Era svizzero, professore assistente di tedesco, e proveniva dal F.C. Barcellona. Si chiamava Hans Ruesh. Nel 1905, con l’ausilio di alcuni alunni del liceo in cui insegnava, fondò lo Sporting Club di Bastia. In origine lo S.C.B. era una società polisportiva che comprendeva, oltre al calcio, l’atletica, il sollevamento pesi, la boxe e la lotta. I suoi membri si allenavano in una sala situata nel mercato dei pesci della città.

Il primo campo da calcio fu invece la Place Saint-Nicolas. Allora non era stato costruito il chiosco della musica, che dal 1908 troneggerà nel bel mezzo, e non era ancora stato eretto il monumento ai caduti. Ma il lampione a gas a centro campo c’era già, come fosse un dodicesimo uomo che qualche volta toccava dribblare.

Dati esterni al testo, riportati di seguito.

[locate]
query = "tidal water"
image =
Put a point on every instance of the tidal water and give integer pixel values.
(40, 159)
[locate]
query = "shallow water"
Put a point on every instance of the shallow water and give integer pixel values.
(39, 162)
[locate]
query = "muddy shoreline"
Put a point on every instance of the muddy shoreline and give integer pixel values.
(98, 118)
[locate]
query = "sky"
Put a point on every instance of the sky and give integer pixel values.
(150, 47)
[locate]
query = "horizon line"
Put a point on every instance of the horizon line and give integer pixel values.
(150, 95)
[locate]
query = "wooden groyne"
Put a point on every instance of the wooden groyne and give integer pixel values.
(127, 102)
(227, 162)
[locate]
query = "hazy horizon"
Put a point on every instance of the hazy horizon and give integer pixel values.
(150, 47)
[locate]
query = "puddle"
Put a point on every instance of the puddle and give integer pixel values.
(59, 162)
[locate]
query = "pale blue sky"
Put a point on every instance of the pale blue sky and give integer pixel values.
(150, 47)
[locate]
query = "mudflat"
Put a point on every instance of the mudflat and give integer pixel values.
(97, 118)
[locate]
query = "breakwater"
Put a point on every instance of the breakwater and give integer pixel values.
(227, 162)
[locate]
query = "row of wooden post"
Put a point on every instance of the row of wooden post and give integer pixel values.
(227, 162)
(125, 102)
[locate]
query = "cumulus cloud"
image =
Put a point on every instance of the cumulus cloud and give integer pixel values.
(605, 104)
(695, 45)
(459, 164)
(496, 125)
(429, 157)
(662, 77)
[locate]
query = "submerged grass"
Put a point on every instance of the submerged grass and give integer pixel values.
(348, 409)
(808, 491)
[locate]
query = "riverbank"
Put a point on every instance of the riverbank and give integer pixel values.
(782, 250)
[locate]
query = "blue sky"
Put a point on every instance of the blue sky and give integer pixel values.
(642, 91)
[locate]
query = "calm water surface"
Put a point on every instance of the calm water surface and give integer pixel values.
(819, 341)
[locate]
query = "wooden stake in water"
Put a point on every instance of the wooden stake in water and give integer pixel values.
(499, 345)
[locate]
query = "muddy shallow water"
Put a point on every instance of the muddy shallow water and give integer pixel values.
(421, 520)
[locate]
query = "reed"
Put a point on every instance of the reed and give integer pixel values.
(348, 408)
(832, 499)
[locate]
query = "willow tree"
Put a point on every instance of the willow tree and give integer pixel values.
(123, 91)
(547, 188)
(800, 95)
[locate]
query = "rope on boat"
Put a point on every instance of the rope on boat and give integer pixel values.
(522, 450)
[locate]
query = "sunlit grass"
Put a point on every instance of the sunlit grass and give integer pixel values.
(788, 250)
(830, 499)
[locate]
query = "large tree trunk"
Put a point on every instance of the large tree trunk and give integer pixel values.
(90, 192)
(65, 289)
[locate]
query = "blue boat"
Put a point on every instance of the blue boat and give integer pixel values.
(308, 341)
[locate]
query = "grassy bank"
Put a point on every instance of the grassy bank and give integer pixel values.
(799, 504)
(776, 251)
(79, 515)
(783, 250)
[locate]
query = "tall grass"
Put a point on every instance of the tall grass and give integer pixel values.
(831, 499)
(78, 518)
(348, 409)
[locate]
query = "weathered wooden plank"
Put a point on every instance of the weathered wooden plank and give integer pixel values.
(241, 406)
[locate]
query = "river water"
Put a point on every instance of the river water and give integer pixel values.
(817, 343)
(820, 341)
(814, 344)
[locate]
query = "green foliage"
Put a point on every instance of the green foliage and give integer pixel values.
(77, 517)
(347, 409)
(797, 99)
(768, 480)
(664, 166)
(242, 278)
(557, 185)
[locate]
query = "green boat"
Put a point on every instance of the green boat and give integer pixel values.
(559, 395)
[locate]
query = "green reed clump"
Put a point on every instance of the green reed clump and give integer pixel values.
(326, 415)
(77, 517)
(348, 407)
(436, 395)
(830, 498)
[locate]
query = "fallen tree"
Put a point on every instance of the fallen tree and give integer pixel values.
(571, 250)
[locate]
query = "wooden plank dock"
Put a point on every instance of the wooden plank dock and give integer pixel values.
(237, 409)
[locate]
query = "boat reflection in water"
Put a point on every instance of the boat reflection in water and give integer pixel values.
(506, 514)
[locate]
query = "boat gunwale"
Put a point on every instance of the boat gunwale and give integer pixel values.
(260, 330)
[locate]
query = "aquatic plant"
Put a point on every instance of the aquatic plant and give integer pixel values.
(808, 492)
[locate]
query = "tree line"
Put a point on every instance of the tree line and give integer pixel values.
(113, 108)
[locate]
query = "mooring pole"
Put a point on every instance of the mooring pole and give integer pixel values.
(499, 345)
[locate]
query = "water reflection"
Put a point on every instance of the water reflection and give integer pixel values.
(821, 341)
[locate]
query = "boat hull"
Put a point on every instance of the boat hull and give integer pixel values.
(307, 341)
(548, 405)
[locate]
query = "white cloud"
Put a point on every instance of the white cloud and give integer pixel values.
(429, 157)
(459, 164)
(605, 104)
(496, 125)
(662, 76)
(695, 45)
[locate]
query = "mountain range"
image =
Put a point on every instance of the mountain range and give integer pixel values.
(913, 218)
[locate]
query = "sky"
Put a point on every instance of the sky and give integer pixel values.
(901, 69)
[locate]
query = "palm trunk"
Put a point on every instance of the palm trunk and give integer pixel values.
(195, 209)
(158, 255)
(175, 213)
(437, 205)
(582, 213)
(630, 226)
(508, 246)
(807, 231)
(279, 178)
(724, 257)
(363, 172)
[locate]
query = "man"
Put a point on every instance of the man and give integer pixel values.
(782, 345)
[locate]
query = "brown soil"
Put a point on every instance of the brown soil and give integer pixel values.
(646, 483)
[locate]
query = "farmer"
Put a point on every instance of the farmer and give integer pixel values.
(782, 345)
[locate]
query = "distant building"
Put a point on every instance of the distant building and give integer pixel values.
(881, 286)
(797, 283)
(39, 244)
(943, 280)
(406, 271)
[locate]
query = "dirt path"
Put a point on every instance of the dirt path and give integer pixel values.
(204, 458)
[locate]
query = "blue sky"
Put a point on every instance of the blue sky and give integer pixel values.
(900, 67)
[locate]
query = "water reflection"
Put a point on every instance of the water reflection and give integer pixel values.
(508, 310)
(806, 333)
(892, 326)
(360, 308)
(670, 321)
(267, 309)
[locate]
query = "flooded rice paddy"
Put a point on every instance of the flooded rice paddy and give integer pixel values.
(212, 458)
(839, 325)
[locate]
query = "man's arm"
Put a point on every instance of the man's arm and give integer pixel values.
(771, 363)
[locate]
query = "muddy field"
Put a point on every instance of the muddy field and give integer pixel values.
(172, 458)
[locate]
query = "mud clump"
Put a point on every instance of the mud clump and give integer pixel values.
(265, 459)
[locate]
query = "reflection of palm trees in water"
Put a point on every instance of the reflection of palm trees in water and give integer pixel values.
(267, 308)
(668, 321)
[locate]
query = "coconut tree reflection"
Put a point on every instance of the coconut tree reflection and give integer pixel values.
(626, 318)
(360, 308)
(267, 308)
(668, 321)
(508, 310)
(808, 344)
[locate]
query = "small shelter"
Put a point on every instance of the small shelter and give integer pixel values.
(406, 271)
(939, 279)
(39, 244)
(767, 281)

Gli inizi del club furono alquanto difficoltosi. A quei tempi la gente non era abituata alla pratica del calcio e, come disse l’avvocato Bergassoli, il tesoriere del club, bisognava “fare accettare ai genitori il consumo delle scarpe ecc… perché l’attrezzatura vera non venne che dopo. Ed è forse il colore blu e bianco della maglia che ha calmato certi spiriti.” Immaginiamo l’ostilità della gente alla vista di quei pazzi che correvano dietro una palla approssimativamente rotonda e che, ogni tanto, a seconda dell’abilità del tiratore, riuscivano a centrare qualche finestra dei palazzi intorno o la bombetta di uno spettatore occasionale, come quella dell’avvocato Decorsi, il quale, senza farsi troppo pregare, tirò fuori il coltello e bucò il pallone. Una volta, un tiro maldestro di Castagnetti, giocatore dello Sporting, mandò in frantumi la vetrina del magazzino Lota e avvenne il fuggi fuggi generale. Non si poté recuperare il pallone, forse l’unico in possesso della squadra, se non solo a tarda sera, e dopo lunghe contrattazioni e reiterate promesse di stare più attenti una prossima volta.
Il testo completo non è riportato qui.